Lagos Battles Counterfeit Drugs

Published on 4th August 2009

The Initiative for Public Policy Analysis, a Nigeria public policy think tank, Africa Fighting Malaria and American Enterprise Institute, a Washington DC think tank, have published a working paper: Drug Use in Nigeria.

 

The paper indicates there is prevalence of sub-standard and fake drugs in Nigeria but this is on decline. The paper also discovered irrational drug use and healthcare personnel acknowledged patients purchasing medicines from unregistered channels, and without valid prescriptions.

 

For decades, Nigeria was plagued by counterfeit and poor-quality medicines. In 2002, the World Health Organization reported that 70 percent of drugs in Nigeria were fake or substandard; the National Agency for Food and Drug Administration and Control (NAFDAC) estimated that 41 percent of drugs alone were counterfeit (Yankus, 2006; Akunyili, 2007). Throughout the late 1990s and early 2000s, other peer-reviewed studies estimated the number between 36 and 48 percent (Shakoor et al., 1997; Taylor et al., 2001). Like many other developing countries, corruption in the healthcare sector was rife: drugs were routinely “leaked” from public facilities into the private market. Plum healthcare positions were bought and sold (Lewis, 2006; Gupta et al., 2004). Intellectual property rights remained among the world’s most poorly enforced.

 

According to the International Property Rights Index 2009, Nigeria ranked 94th out of 115 countries (Property Rights Alliance, 2009). Fake and substandard drugs levied a heavy cost in both economic terms and in lives lost.

 

In 1990, 109 children died after being administered fake paracetamol. Reports in the Nigerian media suggested that there was growing resistance to common first-line antimalarials likely driven by both irrational drug use (patients using the wrong medicines, in the wrong way) and the prevalence of substandard medicine (Reef, 2008).

 

Improvements have been made in the past decade, driven in part by the leadership of a reinvigorated NAFDAC, under then Director General Dora Akunyili (current Minister of Information), which improved policing and prosecution of counterfeiters. By 2006, the number of substandard and counterfeit medicines circulating in Nigeria’s market had fallen to around 16 percent, NAFDAC reported, and Nigerians were consistently ranking NAFDAC as among the most effective of Nigeria’s government agencies (Bate, 2008; NOI-Gallup, 2007-2008).

 

But problems remained. Fifty-one percent of Nigerians told Gallup-NOI in November 2008 that corruption in the country was higher than it had been five years earlier (NOI-Gallup, 2008). Thirty-two percent of a small sample of antimalarial drugs collected from Lagos area pharmacies in September 2007, as a part of a study of six African countries, failed thin-layer chromatography (TLC) and/or disintegration tests (Bate et al., 2008). Eighty-four children reportedly died between late 2008 and early 2009 from diethylene glycol-contaminated teething medicine “My Pikin Baby Teething Mixture” distributed by the NAFDAC-licensed Barewa Pharmaceuticals (Polgreen, 2009).
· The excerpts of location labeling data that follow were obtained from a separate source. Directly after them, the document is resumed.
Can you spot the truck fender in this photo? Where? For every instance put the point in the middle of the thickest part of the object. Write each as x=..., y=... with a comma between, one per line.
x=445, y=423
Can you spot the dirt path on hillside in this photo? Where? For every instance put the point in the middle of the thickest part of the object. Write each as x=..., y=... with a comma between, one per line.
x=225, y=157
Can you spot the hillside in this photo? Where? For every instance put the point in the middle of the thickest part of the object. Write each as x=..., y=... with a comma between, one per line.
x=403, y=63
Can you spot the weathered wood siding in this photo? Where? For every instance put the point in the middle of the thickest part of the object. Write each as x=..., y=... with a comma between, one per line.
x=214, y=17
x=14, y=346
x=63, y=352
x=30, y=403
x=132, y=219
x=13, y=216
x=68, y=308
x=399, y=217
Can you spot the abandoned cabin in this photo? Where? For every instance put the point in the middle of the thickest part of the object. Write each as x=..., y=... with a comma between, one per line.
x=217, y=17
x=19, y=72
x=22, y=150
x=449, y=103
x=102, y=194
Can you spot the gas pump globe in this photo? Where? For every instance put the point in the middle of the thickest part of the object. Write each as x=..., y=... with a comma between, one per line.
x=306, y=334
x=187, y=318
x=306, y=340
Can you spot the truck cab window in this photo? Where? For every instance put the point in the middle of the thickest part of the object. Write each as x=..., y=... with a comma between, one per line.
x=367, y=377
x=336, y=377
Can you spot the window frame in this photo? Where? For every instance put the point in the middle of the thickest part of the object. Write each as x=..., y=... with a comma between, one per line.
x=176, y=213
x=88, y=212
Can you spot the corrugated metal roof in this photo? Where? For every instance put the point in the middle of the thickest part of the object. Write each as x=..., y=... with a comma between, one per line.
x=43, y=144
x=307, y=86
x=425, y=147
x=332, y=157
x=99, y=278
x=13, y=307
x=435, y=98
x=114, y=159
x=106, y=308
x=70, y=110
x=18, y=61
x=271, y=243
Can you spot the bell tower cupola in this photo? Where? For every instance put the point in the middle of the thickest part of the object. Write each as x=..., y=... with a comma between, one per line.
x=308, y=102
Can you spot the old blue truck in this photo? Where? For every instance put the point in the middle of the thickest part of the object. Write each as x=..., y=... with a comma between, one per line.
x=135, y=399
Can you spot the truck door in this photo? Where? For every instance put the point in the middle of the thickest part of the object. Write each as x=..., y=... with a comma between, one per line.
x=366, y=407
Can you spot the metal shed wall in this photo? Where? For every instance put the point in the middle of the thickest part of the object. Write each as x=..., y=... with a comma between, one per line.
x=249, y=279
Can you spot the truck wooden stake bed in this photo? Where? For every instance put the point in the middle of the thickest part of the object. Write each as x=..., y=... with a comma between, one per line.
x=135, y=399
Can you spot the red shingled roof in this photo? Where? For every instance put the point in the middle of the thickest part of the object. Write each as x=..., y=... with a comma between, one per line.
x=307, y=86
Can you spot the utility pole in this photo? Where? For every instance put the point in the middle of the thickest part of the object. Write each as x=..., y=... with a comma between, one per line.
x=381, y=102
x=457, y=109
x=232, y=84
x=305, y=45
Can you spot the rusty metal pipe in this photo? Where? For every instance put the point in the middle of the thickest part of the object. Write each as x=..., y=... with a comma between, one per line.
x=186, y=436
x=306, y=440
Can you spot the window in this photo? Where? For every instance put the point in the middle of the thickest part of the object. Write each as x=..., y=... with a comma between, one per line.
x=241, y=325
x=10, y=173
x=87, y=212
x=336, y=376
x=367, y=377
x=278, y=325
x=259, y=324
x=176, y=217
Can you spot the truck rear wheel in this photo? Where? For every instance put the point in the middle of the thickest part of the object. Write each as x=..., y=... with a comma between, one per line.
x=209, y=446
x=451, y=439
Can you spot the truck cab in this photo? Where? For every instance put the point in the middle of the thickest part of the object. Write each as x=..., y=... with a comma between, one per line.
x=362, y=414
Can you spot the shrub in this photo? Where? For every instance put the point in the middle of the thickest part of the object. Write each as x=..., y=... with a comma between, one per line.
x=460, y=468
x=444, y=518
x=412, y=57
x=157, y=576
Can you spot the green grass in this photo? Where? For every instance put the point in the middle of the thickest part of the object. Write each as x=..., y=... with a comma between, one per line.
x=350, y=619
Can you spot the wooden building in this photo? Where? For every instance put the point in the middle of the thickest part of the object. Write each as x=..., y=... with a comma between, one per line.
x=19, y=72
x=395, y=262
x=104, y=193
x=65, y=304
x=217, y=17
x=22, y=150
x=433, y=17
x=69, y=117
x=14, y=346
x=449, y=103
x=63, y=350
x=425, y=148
Nigeria’s drug distribution system remains largely informal (Chiejina, 2009), and it is common knowledge that consumers routinely buy drugs from unregistered sources.

 

While analysts have explored institutional answers to the problem of counterfeit and substandard drugs—improving laws, increasing criminal penalties for counterfeiters, and making enforcement stronger and more consistent— few have explored consumer demand (Erhun et al., 2005; Wong, 2004). It was often assumed that consumers would purchase counterfeit and substandard drugs because they were cheaper—product appearance, prestige associated with use, perceived quality, a consumer’s general attitude toward counterfeiting, and prescription requirements were generally not considered even though some evidence suggested these variables were important (Lai et al, 1999; U.S. Food and Drug Administration, 2007).

 

The aim of this study was to assess the extent healthcare personnel in Nigeria are aware of the problem of counterfeit and substandard medicines, and how this influences their professional behavior. In addition, researchers explored how these attitudes contribute to, or else impede official regulatory initiatives to eliminate counterfeit and poor-quality drugs.